Comment by mindslight
6 months ago
I don't see how that is a more useful model than what I said. Maybe for rallying people to oppose the current problems. But it feels like such preaching to the choir mainly serves to exacerbate the "culture war" that helps shut off people's thinking to begin with. So pushing that way might help win the immediate battle, but it also helps lose the overall war.
i don't think it contributes to the culture war to recognize that most people are not truly engaged in a collective sense, and that we are trapped within a self-reproducing system that relies on that:
"...the autocratic reign of the market economy which had acceded to an irresponsible sovereignty, and the totality of new techniques of government which accompanied this reign."

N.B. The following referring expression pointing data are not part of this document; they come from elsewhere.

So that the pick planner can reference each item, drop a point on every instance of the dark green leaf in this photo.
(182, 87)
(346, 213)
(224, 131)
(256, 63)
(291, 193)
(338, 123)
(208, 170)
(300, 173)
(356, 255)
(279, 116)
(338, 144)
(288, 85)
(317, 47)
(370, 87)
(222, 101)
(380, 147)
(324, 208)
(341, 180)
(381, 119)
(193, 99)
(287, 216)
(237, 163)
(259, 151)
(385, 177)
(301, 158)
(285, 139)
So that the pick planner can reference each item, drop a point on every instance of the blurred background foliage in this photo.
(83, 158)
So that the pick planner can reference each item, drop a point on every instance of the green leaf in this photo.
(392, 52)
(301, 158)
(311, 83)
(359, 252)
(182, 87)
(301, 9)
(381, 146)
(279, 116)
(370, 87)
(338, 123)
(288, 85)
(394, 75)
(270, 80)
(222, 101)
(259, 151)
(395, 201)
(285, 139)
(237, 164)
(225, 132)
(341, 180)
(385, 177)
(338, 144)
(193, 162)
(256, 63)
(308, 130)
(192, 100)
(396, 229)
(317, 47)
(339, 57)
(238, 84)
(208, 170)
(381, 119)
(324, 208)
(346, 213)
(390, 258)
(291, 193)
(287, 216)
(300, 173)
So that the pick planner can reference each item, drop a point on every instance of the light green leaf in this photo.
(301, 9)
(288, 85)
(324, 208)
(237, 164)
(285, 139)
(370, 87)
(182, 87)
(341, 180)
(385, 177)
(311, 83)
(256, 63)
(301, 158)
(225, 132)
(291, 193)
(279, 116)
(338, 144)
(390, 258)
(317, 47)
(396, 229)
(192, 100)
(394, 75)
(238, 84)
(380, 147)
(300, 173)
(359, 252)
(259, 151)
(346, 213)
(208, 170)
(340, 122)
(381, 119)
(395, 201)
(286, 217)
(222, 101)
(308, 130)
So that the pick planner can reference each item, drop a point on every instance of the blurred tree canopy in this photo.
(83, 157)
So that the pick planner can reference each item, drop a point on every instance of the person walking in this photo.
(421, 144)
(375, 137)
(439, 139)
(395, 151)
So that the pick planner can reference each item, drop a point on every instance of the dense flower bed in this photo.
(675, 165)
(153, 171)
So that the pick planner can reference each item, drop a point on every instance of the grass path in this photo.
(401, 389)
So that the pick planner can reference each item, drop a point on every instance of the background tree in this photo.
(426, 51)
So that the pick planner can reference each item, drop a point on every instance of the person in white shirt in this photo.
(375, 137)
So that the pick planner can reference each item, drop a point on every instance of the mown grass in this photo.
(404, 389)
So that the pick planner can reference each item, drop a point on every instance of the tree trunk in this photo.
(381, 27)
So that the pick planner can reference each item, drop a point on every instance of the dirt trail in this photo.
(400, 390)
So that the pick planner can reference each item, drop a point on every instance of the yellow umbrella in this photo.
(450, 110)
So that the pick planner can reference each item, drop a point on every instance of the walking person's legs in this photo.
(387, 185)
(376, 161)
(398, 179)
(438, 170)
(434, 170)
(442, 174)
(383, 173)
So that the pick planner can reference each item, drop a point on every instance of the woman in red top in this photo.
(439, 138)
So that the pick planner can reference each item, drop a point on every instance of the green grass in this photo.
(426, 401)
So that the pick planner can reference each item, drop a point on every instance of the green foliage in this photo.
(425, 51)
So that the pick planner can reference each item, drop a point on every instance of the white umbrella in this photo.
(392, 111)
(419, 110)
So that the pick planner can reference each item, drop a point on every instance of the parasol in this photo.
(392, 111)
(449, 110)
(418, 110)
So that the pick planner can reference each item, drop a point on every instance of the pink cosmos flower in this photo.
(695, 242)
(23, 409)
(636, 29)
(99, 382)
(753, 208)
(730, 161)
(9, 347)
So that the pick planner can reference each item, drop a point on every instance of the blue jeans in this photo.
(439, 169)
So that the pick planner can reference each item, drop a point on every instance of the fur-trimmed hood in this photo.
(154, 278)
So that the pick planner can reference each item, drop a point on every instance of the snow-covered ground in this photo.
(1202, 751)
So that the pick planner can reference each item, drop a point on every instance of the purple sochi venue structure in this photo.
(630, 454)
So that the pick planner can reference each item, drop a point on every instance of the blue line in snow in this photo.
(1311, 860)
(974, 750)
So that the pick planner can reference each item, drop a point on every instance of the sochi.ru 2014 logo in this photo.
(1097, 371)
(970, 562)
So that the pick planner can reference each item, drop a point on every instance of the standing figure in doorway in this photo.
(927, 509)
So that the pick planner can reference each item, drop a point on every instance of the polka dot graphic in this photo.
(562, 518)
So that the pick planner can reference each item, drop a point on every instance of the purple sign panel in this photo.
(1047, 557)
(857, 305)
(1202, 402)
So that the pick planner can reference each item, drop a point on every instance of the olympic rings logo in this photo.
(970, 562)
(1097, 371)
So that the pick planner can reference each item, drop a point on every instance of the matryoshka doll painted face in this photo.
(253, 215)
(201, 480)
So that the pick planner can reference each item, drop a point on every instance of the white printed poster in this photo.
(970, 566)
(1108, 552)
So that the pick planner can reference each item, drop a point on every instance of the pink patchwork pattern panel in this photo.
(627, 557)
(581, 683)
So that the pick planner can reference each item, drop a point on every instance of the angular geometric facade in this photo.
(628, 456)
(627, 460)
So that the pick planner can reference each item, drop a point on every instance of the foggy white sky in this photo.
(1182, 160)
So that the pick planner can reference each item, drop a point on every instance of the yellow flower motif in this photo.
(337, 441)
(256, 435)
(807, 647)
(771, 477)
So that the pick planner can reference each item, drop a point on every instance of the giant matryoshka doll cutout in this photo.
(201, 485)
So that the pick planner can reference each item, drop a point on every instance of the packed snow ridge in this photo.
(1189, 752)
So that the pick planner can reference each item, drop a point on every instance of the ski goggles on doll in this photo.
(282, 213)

https://en.wikipedia.org/wiki/Spectacle_(critical_theory)
That may be where you are coming from, but your original comment didn't contain anything beyond a simple smack down that is too-easily interpreted in a partisan manner.
One can be immersed in the behavior of the spectacle while also opposed to it. Frankly, I'd say that applies frequently to most situationists and critical theorists I've interacted with, including myself.
The fact that signposting "outgroup bad" is so psychologically rewarding, while nuanced discussions are more difficult, get less engagement from others, etc, is actually a critical reason we are where we are as a culture.
This isn't meant as a defense of or attack on GuinansEyebrows, more a self reflection of my own, similar behavior.